[ExI] Meat v. Machine

spike spike66 at att.net
Fri Dec 31 17:14:34 UTC 2010


...
>>> Current access to space is good enough, if your payload has a lot of
magic.
>>> The longer you wait, the more magic it gets....--Eugen* Leitl
> 
>> ... this comment is really right on, the conclusion I eventually reached
with 
>> much kicking and screaming over 20 yrs ago...

In the space biz, many payloads are one-of-a-kind, but ordinarily one
actually builds at least two, with one being a full scale fully functional
test bird called an engineering unit, made from flight-qualified spares.
They use the engineering unit for thermal response tests, vacuum
environment, launch shock and vibration tests, that kind of stuff.  In most
cases, they could actually launch the engineering unit, if absolutely
necessary.  After launch of the prime unit, the program office can use the
engineering unit to resolve anomalies and such, then after the payload
eventually perishes or splashes or the program ends, they might display it
in a payload museum, or if no one wants it, they pack it into a crate and
stow it forever in a warehouse somewhere.
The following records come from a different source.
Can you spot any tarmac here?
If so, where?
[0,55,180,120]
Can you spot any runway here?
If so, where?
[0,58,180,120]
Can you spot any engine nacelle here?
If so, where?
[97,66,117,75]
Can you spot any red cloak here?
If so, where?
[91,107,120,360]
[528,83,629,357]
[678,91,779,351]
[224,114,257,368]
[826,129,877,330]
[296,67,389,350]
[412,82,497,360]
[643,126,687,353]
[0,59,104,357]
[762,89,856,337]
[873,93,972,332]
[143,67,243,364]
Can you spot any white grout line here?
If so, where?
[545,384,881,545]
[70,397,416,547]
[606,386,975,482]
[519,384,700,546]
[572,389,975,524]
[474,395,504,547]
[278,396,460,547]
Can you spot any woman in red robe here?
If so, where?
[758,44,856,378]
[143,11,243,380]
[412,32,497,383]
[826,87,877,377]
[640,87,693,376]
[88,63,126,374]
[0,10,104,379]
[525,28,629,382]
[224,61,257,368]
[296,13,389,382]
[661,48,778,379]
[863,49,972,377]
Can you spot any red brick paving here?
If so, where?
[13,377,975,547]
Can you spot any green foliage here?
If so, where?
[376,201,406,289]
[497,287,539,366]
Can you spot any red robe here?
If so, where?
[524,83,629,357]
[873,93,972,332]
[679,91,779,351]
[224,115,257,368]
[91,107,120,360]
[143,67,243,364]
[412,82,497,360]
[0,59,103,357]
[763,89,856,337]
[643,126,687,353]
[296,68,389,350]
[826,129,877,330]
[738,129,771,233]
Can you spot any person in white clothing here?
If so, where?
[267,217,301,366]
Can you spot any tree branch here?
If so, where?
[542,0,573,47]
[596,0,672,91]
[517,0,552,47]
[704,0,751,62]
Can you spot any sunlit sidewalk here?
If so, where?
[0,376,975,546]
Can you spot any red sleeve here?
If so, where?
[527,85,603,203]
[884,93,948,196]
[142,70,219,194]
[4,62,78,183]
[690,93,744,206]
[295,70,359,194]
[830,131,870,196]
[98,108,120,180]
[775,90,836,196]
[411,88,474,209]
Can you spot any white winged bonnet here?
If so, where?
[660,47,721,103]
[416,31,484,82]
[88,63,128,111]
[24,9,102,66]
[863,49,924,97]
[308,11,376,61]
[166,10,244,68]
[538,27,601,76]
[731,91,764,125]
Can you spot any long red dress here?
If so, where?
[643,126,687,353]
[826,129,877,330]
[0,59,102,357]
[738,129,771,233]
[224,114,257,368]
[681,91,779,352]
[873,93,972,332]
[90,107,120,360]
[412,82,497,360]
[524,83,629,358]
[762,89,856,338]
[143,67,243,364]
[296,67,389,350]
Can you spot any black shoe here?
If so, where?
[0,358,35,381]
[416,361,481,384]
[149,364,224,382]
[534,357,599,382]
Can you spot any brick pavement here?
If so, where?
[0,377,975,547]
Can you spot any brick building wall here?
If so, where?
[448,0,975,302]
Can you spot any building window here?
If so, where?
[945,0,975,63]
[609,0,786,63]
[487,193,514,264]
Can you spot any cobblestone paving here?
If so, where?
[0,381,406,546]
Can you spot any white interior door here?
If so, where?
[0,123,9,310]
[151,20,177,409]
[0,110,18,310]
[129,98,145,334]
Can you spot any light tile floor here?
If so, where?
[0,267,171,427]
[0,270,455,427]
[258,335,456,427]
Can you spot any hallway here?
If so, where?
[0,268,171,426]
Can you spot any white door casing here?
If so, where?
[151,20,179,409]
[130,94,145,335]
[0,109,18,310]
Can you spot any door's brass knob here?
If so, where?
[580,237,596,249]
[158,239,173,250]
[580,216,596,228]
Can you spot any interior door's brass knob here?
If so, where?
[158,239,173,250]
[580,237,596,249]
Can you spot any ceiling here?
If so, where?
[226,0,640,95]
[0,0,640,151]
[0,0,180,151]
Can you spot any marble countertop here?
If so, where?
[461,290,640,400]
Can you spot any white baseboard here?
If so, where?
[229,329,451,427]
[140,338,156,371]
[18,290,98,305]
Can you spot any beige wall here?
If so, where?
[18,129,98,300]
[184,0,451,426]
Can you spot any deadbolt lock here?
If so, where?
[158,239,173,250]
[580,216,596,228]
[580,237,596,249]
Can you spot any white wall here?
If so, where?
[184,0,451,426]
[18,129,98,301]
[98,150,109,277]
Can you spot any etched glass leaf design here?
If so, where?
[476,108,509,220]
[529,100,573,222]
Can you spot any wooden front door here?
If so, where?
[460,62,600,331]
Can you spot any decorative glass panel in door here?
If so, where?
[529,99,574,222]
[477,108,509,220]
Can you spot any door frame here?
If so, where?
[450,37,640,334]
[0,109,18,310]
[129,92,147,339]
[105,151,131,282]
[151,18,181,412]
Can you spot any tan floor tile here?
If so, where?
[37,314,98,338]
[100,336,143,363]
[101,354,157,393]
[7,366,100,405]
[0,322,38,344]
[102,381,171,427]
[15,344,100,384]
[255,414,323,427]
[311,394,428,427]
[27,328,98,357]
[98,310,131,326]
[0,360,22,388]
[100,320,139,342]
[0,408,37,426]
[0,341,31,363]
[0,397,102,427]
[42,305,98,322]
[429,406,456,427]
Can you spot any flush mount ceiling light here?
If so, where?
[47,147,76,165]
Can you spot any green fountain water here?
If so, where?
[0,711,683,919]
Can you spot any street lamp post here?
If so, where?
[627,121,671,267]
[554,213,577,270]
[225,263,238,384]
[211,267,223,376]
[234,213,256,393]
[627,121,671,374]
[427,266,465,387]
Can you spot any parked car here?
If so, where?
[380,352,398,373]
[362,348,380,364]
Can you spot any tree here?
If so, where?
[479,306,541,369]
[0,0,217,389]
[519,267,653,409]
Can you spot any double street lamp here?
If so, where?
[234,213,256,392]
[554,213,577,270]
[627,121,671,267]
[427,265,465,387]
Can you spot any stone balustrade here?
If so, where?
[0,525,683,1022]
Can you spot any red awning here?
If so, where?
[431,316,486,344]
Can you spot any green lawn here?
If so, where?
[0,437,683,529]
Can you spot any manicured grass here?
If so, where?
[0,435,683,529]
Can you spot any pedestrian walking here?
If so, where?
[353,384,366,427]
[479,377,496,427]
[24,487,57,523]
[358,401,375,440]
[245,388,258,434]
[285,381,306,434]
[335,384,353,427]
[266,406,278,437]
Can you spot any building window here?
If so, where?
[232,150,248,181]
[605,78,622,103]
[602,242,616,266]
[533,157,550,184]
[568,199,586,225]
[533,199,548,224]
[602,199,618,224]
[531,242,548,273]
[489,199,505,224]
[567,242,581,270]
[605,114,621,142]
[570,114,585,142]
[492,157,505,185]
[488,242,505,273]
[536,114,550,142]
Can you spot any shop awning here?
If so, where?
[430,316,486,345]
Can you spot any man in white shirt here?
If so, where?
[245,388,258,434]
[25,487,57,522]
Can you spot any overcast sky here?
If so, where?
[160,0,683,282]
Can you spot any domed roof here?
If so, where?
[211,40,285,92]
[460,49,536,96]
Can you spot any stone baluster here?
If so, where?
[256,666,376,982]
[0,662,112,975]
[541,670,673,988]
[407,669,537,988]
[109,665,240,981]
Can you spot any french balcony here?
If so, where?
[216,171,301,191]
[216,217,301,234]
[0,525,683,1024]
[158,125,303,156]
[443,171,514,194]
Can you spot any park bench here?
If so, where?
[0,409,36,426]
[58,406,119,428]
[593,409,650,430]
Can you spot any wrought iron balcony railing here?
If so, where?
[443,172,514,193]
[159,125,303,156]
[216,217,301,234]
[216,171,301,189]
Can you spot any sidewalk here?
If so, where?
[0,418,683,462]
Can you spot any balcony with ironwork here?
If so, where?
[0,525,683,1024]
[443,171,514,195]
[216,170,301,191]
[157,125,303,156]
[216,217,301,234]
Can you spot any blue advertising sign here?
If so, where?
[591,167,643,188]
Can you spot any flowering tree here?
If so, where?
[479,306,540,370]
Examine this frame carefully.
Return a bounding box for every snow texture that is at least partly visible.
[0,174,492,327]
I was one who argued for keeping those things on display somewhere for the
younger engineers to study.  It also serves a purpose of demonstrating how
much progress is being made in payloads, even if nothing much is happening
in the launcher department.  Modern payloads are waaay more capable than
those launched 20 yrs ago.  Communications, telemetry capability and onboard
navigation, guidance and control is way advanced past where it was.  When I
look at payloads from the mid 80s, I am appalled they would launch such a
big dumb rock.

In particular, we have made great progress in figuring out how to do a lot
of calculation on-board that was once done by sending data down, calculating
everything on the deck, then sending the results back up.  We can do some
really sexy Kalman filtering right there on orbit now, high level fourier
analysis, all the quaternion analysis on orbit, do a lot of control stuff
right there on the spot in real time.  Hell these modern birds don't need us
any more.  {8-[  It used to take an army of guys to feed and care for their
data needs.  Now not so much.  {8-[

So even way before we get nanotech, if ever, we are still making good
progress in smarter smaller payloads.  Launchers, not so much.